The poor quality of aid from rich to poor countries has been a major concern for poverty campaigners for several years. The main problem was articulated well by Make Poverty History (MPH) in 2005. In a letter to Tony Blair, MPH stated: “Many donors, including the UK, critically undermine the effectiveness of their aid by attaching economic policy conditions. These conditions include privatisation of basic services and trade liberalisation. Such conditions are undemocratic and unfair, and often work to entrench rather than overcome poverty.”  In 2006, Christian Aid stated that by attaching aid to these exploitative policies, rich countries were “paying for poverty”. The problem persists to this day. The European Network on Debt and Development explains that "After much debate, some development agencies have claimed that they will reduce conditions… However, recent official and civil society reports show a lack of progress in this area." Here we discuss how the problem of aid conditionality has been allowed to continue and what activists can do to address the situation.
The Conditionality Problem
Donors such as the UK government provide aid in two ways: multilaterally and bilaterally. Multilateral aid is that which is provided jointly with other donors. The most important multilateral donor institutions are the World Bank (the Bank) and International Monetary (IMF) sister organisations, known together as the Bretton Woods Institutions (BWIs). These two organisations were established at the end of the Second World War at the Bretton Woods conference to provide loans to assist Europe with its reconstruction and provide short term balance of payments support to prevent financial crises respectively. However, by the 1980s one of the main functions of these organisations had become making loans to poor countries on the condition that they took on neo-liberal economic programs (privatisation, trade and financial liberalisation, reduced government spending etc) – then known as ‘Structural Adjustment Programs’ (SAPs). The programs were highly unpopular throughout the world as they were associated with rising unemployment, poverty and a reduction in services on the one hand, and booming profits for the rich on the other. They sparked ‘IMF riots’ in countries throughout the South, and eventually mass protests from solidarity movements in the North.

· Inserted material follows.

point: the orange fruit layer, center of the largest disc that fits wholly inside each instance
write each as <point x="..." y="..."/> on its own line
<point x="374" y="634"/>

The global resistance forced a change in tactics from the BWIs and SAPs were officially dropped in 2000 in favour of Poverty Reduction Strategy Papers (PRSPs), which have been in force since. These PRSPs are supposed to be ‘participatory’ in that they are based on ‘broad based consultation’ with different sectors of poor country populations. However, in reality, the IMF and Bank continue to dictate the content of the papers, cynically presenting their views as those of populations within poor countries. Numerous extensive studies on the PRSP process point to the illusory nature of the ‘participatory’ aspect. A Swedish based poverty reduction coalition, including Save the Children Sweden, has reported in its study of the PRSP process that there is both “a widespread failure to facilitate broad based participation and poor quality participatory processes for those who can participate.” “Examples of the failure to facilitate broad based participation” include, a “Lack of frameworks for the participation of… Women… young people, indigenous groups and rural communities and their consequent exclusion…” Furthermore, “Parliaments have been barely involved in the process undermining their role in national policy making…” Examples of “poor quality participation processes for those who do participate” include that “Most governments equated notification with consultation”, that is, telling their populations what economic programs they had decided on without allowing the populations to have a say in the decisions. These findings are backed up by a study covering several years by the network of German development non-governmental organisations (NGOs), VENRO, which found that “For most of the countries examined, the poverty reduction strategies are dominated by an alliance of technocrats of the respective governments and influential international institutions, in particular, the IMF, the World Bank and a handful of bilateral donors.” Other reports document similar findings.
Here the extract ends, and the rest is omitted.